Migrants into Mumbai are a wide and various category. Much like New York is celebrated to be, Mumbai is also a rich concentrate of art and commerce, sport and religion, entertainment and finance, and it is sustained by people who come here seeking their own individual grails, small and big. There are large numbers of poor workers pouring in from north India (although much less than commonly held, relatively less than in the ’70s) to take on the low-paid, low-skill jobs that the locals aspire to leave behind. Coming from contexts of abject deprivation, they come seeking sanctuary or fulfilment in Mumbai, and they provide the abundance of informal services that define the city. They’re not scroungers, they’re service providers. The cobbler, the dhobi, the chaiwallah, the coolie, the cab-driver, the construction-worker, the bhelpuri seller. Labour is not one lump, more people does not mean smaller portions. What’s more, in a flexible economy, the labour market adjusts to increase in supply. The myth that migrants “steal jobs” has long been busted, but it provides political arrivistes like Raj Thackeray a broad emotional plank to exploit.

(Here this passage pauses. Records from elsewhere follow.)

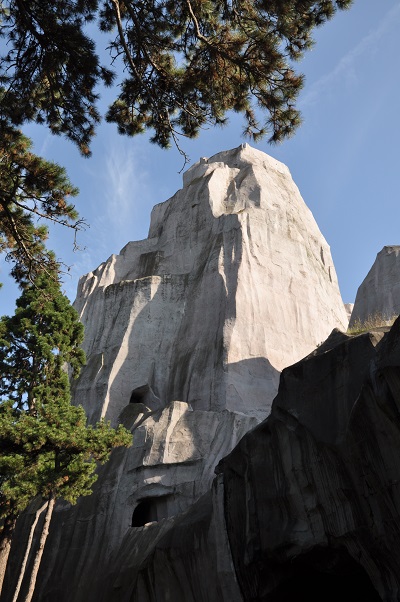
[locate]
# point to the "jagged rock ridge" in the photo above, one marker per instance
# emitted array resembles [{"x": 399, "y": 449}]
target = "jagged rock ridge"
[{"x": 379, "y": 293}]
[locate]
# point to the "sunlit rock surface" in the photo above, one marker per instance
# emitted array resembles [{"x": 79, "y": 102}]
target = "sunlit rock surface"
[
  {"x": 234, "y": 283},
  {"x": 186, "y": 333},
  {"x": 378, "y": 296}
]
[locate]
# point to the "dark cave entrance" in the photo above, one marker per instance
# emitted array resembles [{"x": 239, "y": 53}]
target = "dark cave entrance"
[
  {"x": 324, "y": 575},
  {"x": 150, "y": 509},
  {"x": 138, "y": 395}
]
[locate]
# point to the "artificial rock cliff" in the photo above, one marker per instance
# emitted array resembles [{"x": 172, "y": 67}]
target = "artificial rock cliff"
[
  {"x": 379, "y": 293},
  {"x": 306, "y": 507},
  {"x": 186, "y": 334}
]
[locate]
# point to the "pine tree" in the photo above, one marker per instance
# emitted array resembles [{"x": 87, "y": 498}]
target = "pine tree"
[
  {"x": 186, "y": 64},
  {"x": 31, "y": 189},
  {"x": 47, "y": 448}
]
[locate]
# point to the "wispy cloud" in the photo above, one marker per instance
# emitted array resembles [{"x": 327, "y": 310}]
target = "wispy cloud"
[
  {"x": 114, "y": 208},
  {"x": 346, "y": 68}
]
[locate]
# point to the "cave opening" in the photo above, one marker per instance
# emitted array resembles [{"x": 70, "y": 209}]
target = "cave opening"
[
  {"x": 150, "y": 509},
  {"x": 324, "y": 574},
  {"x": 138, "y": 395}
]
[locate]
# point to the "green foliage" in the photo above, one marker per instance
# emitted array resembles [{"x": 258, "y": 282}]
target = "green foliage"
[
  {"x": 37, "y": 342},
  {"x": 46, "y": 446},
  {"x": 186, "y": 64},
  {"x": 376, "y": 320},
  {"x": 31, "y": 189}
]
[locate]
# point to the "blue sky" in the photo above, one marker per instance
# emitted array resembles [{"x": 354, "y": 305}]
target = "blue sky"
[{"x": 344, "y": 158}]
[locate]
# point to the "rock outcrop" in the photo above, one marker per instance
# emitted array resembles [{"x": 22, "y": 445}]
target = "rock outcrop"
[
  {"x": 306, "y": 507},
  {"x": 379, "y": 293},
  {"x": 186, "y": 333}
]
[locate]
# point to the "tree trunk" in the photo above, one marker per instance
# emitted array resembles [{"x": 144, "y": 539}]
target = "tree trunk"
[
  {"x": 5, "y": 546},
  {"x": 39, "y": 553},
  {"x": 27, "y": 551}
]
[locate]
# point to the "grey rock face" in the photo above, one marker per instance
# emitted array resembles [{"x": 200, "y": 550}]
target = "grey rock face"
[
  {"x": 186, "y": 333},
  {"x": 306, "y": 507},
  {"x": 234, "y": 283},
  {"x": 379, "y": 293}
]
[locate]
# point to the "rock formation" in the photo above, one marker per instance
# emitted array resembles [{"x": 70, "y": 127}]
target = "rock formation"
[
  {"x": 186, "y": 333},
  {"x": 306, "y": 507},
  {"x": 379, "y": 293}
]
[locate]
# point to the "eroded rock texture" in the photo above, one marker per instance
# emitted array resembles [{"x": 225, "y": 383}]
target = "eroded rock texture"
[
  {"x": 234, "y": 282},
  {"x": 306, "y": 507},
  {"x": 379, "y": 293},
  {"x": 186, "y": 333}
]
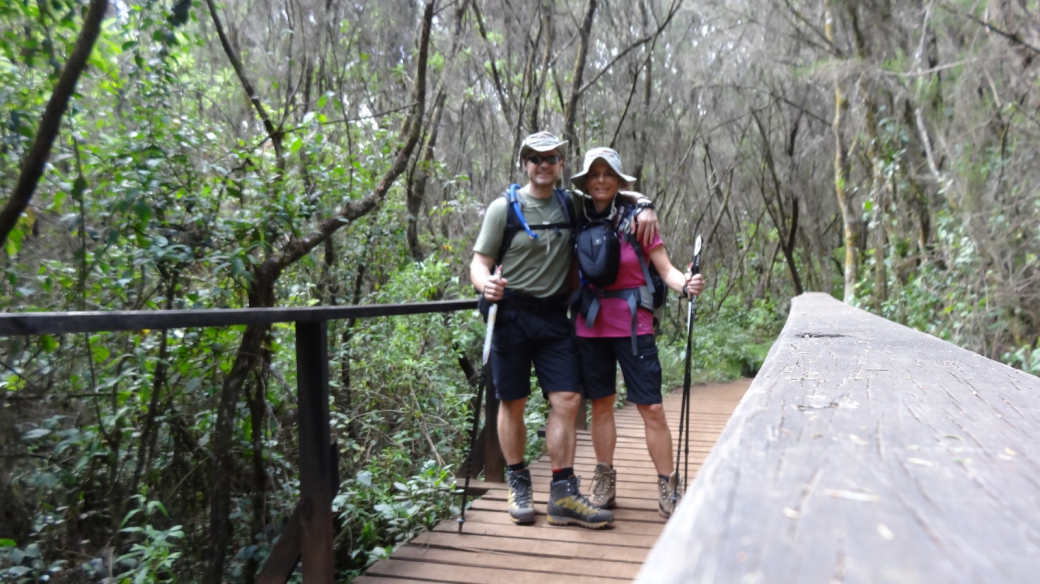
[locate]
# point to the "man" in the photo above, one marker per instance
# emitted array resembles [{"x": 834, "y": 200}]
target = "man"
[{"x": 531, "y": 327}]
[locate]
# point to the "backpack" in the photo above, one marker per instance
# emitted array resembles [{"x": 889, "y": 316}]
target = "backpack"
[
  {"x": 598, "y": 251},
  {"x": 651, "y": 295},
  {"x": 515, "y": 222}
]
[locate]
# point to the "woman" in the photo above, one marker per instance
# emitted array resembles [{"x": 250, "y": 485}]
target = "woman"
[{"x": 608, "y": 339}]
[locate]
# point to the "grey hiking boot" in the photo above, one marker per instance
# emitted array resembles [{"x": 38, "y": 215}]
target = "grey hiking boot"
[
  {"x": 521, "y": 507},
  {"x": 568, "y": 506},
  {"x": 669, "y": 494},
  {"x": 604, "y": 481}
]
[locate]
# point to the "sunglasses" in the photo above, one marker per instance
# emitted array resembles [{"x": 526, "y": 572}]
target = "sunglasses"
[{"x": 537, "y": 160}]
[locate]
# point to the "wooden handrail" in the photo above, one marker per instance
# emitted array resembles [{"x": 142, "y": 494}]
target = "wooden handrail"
[
  {"x": 309, "y": 534},
  {"x": 14, "y": 324},
  {"x": 865, "y": 451}
]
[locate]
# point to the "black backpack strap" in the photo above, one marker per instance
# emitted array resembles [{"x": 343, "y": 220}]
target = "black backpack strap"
[
  {"x": 635, "y": 297},
  {"x": 515, "y": 221}
]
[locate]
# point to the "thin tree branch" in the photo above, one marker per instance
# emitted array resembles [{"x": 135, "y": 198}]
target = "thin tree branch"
[{"x": 35, "y": 161}]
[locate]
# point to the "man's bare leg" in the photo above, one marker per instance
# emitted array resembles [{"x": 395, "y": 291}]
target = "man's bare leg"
[
  {"x": 512, "y": 430},
  {"x": 658, "y": 438},
  {"x": 560, "y": 434},
  {"x": 604, "y": 432}
]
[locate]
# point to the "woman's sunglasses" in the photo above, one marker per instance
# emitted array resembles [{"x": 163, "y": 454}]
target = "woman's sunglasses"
[{"x": 537, "y": 160}]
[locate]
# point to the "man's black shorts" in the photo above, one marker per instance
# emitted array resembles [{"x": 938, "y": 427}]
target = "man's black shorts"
[
  {"x": 599, "y": 367},
  {"x": 543, "y": 338}
]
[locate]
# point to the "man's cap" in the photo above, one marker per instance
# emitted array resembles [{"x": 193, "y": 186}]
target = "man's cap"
[
  {"x": 539, "y": 141},
  {"x": 606, "y": 155}
]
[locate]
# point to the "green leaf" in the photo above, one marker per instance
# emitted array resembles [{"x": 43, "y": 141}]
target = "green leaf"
[
  {"x": 143, "y": 210},
  {"x": 37, "y": 432}
]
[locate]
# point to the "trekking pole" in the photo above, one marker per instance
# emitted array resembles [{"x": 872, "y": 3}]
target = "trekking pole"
[
  {"x": 694, "y": 269},
  {"x": 492, "y": 313}
]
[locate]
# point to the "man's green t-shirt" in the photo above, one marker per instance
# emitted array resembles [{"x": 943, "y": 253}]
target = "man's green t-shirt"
[{"x": 538, "y": 266}]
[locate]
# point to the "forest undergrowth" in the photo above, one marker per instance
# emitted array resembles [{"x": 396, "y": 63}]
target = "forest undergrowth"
[{"x": 297, "y": 153}]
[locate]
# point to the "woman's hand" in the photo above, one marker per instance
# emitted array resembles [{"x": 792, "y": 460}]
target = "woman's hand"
[
  {"x": 695, "y": 285},
  {"x": 645, "y": 227}
]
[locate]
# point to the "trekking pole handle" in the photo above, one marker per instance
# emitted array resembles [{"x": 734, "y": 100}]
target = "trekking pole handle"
[
  {"x": 492, "y": 313},
  {"x": 695, "y": 266}
]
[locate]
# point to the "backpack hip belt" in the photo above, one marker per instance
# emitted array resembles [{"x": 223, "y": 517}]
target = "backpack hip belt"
[{"x": 637, "y": 298}]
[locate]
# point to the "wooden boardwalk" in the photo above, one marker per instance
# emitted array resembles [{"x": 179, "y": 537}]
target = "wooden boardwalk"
[{"x": 492, "y": 549}]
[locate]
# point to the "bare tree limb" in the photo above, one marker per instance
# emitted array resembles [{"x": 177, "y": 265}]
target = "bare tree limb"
[
  {"x": 274, "y": 133},
  {"x": 652, "y": 36},
  {"x": 35, "y": 161},
  {"x": 570, "y": 114}
]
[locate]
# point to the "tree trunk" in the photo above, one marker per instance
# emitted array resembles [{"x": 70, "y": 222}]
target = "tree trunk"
[
  {"x": 35, "y": 161},
  {"x": 840, "y": 176},
  {"x": 571, "y": 112}
]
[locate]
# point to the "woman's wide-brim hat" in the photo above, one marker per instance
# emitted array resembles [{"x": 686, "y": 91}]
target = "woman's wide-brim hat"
[{"x": 606, "y": 155}]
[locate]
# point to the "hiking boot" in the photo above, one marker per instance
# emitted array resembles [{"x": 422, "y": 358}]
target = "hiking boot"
[
  {"x": 669, "y": 494},
  {"x": 604, "y": 481},
  {"x": 521, "y": 507},
  {"x": 568, "y": 506}
]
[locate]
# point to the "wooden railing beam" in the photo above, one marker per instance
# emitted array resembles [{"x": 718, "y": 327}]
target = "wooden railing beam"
[
  {"x": 17, "y": 324},
  {"x": 315, "y": 453}
]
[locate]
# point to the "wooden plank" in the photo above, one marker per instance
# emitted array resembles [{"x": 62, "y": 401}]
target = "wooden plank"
[
  {"x": 865, "y": 452},
  {"x": 447, "y": 573},
  {"x": 315, "y": 453},
  {"x": 499, "y": 516},
  {"x": 549, "y": 533},
  {"x": 542, "y": 498},
  {"x": 541, "y": 552},
  {"x": 621, "y": 515},
  {"x": 283, "y": 559},
  {"x": 531, "y": 548},
  {"x": 377, "y": 580},
  {"x": 555, "y": 566},
  {"x": 16, "y": 324}
]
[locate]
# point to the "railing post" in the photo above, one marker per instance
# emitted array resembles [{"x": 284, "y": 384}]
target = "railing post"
[
  {"x": 494, "y": 460},
  {"x": 315, "y": 454}
]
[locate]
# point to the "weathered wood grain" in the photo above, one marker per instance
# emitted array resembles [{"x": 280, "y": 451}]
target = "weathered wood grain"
[
  {"x": 492, "y": 549},
  {"x": 13, "y": 324},
  {"x": 865, "y": 452}
]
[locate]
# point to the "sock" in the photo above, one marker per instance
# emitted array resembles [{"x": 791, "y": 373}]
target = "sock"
[{"x": 563, "y": 474}]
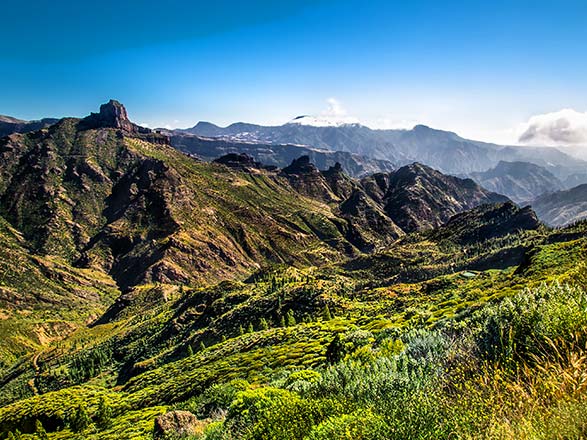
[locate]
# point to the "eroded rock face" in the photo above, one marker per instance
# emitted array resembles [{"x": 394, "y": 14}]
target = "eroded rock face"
[
  {"x": 112, "y": 115},
  {"x": 238, "y": 161},
  {"x": 177, "y": 424}
]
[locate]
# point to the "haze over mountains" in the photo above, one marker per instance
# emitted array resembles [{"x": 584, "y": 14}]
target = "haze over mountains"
[
  {"x": 131, "y": 269},
  {"x": 520, "y": 173},
  {"x": 442, "y": 150}
]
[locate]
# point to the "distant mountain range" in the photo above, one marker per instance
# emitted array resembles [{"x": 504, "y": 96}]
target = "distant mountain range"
[
  {"x": 562, "y": 207},
  {"x": 442, "y": 150},
  {"x": 520, "y": 181},
  {"x": 524, "y": 174},
  {"x": 280, "y": 155}
]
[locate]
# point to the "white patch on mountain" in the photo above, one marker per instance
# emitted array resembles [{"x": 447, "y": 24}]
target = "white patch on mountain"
[{"x": 335, "y": 115}]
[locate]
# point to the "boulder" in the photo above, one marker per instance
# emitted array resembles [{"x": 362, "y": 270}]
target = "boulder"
[{"x": 177, "y": 424}]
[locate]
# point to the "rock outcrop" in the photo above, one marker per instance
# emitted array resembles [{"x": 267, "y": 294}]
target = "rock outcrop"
[{"x": 177, "y": 424}]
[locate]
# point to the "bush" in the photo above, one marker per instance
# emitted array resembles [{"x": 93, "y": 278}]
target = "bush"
[
  {"x": 361, "y": 425},
  {"x": 272, "y": 413},
  {"x": 522, "y": 326}
]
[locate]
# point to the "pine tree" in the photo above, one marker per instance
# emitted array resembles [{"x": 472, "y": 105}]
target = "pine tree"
[
  {"x": 80, "y": 420},
  {"x": 335, "y": 350},
  {"x": 104, "y": 414},
  {"x": 40, "y": 432},
  {"x": 263, "y": 324},
  {"x": 291, "y": 320}
]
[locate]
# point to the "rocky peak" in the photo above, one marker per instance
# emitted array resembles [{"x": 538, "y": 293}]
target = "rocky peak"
[
  {"x": 239, "y": 161},
  {"x": 302, "y": 165},
  {"x": 112, "y": 115}
]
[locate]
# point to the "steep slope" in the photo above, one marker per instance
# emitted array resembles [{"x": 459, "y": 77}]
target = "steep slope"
[
  {"x": 9, "y": 125},
  {"x": 520, "y": 181},
  {"x": 562, "y": 207},
  {"x": 442, "y": 150},
  {"x": 104, "y": 193},
  {"x": 417, "y": 197},
  {"x": 43, "y": 299}
]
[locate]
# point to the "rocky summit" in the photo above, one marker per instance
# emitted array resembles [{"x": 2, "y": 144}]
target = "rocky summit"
[{"x": 147, "y": 293}]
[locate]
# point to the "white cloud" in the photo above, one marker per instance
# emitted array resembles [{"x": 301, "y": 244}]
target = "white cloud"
[
  {"x": 335, "y": 108},
  {"x": 334, "y": 115},
  {"x": 566, "y": 127}
]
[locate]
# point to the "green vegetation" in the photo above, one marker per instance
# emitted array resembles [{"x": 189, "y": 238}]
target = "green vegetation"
[{"x": 228, "y": 294}]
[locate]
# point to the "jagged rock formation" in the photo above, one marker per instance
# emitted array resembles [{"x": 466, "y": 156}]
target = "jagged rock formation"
[
  {"x": 487, "y": 222},
  {"x": 9, "y": 125},
  {"x": 278, "y": 155},
  {"x": 177, "y": 424},
  {"x": 562, "y": 207},
  {"x": 305, "y": 178},
  {"x": 417, "y": 197},
  {"x": 442, "y": 150},
  {"x": 520, "y": 181},
  {"x": 239, "y": 161}
]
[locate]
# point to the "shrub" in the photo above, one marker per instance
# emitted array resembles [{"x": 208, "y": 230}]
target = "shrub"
[{"x": 361, "y": 425}]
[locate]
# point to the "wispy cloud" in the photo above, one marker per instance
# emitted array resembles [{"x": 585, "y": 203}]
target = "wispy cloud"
[
  {"x": 335, "y": 108},
  {"x": 565, "y": 127}
]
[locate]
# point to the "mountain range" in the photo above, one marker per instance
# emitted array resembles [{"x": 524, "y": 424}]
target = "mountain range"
[
  {"x": 442, "y": 150},
  {"x": 146, "y": 293}
]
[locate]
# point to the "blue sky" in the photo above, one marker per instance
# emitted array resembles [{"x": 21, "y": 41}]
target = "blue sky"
[{"x": 479, "y": 68}]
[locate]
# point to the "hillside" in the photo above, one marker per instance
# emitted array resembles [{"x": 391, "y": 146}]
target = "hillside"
[
  {"x": 561, "y": 208},
  {"x": 442, "y": 150},
  {"x": 148, "y": 294},
  {"x": 9, "y": 125},
  {"x": 520, "y": 181},
  {"x": 279, "y": 155}
]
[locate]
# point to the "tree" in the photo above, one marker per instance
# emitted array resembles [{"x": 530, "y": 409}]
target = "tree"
[
  {"x": 263, "y": 324},
  {"x": 335, "y": 350},
  {"x": 104, "y": 414},
  {"x": 326, "y": 315},
  {"x": 80, "y": 420},
  {"x": 40, "y": 432}
]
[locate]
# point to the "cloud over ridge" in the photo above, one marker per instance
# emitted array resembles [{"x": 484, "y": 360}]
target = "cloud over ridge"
[{"x": 564, "y": 127}]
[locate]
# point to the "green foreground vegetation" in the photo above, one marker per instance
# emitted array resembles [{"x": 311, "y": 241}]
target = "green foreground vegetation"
[
  {"x": 331, "y": 353},
  {"x": 135, "y": 281}
]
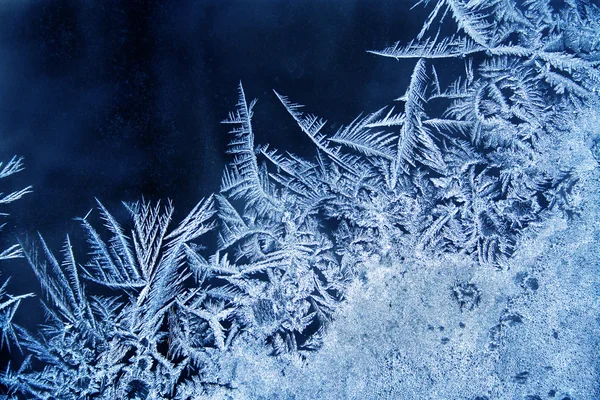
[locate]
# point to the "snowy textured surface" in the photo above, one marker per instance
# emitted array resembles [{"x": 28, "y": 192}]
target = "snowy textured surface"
[{"x": 444, "y": 247}]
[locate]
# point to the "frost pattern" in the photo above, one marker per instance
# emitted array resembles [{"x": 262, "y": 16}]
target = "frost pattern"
[
  {"x": 417, "y": 249},
  {"x": 9, "y": 303}
]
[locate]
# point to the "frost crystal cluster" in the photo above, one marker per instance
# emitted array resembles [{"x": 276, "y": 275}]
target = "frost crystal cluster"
[{"x": 445, "y": 247}]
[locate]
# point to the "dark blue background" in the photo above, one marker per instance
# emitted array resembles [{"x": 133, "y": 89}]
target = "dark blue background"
[{"x": 116, "y": 100}]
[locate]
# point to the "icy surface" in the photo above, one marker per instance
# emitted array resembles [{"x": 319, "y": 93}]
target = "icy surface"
[{"x": 445, "y": 247}]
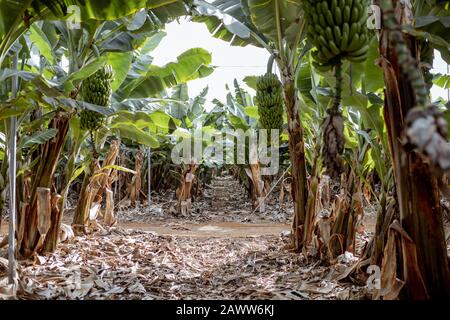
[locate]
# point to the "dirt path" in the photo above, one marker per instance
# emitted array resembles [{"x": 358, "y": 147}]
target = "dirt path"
[{"x": 213, "y": 229}]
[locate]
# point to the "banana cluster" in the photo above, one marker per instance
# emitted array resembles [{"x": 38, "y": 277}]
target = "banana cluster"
[
  {"x": 96, "y": 89},
  {"x": 269, "y": 99},
  {"x": 338, "y": 30},
  {"x": 426, "y": 59}
]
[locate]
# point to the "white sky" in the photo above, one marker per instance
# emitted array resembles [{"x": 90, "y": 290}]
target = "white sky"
[{"x": 232, "y": 62}]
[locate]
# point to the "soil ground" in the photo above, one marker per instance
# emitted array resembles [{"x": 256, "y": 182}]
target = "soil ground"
[{"x": 222, "y": 250}]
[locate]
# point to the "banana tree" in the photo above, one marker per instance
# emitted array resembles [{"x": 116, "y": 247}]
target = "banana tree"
[
  {"x": 279, "y": 27},
  {"x": 425, "y": 270},
  {"x": 16, "y": 26}
]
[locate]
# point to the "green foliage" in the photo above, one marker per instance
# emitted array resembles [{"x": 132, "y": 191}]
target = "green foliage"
[
  {"x": 338, "y": 30},
  {"x": 96, "y": 89}
]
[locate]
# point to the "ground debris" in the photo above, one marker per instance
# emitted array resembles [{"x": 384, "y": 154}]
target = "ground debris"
[{"x": 131, "y": 264}]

But that this “anything you can do, we can do better” should be directed at the least skilled section of Mumbai’s migrants is revealing. That disaffected Maharashtrians should be asked to focus on fighting north Indians at the very bottom of the labour market shows a slump in self-image and ambition — one that canny politicians can play on. Maybe they should simply square their shoulders and grow up to Mumbai. Like the migrants do.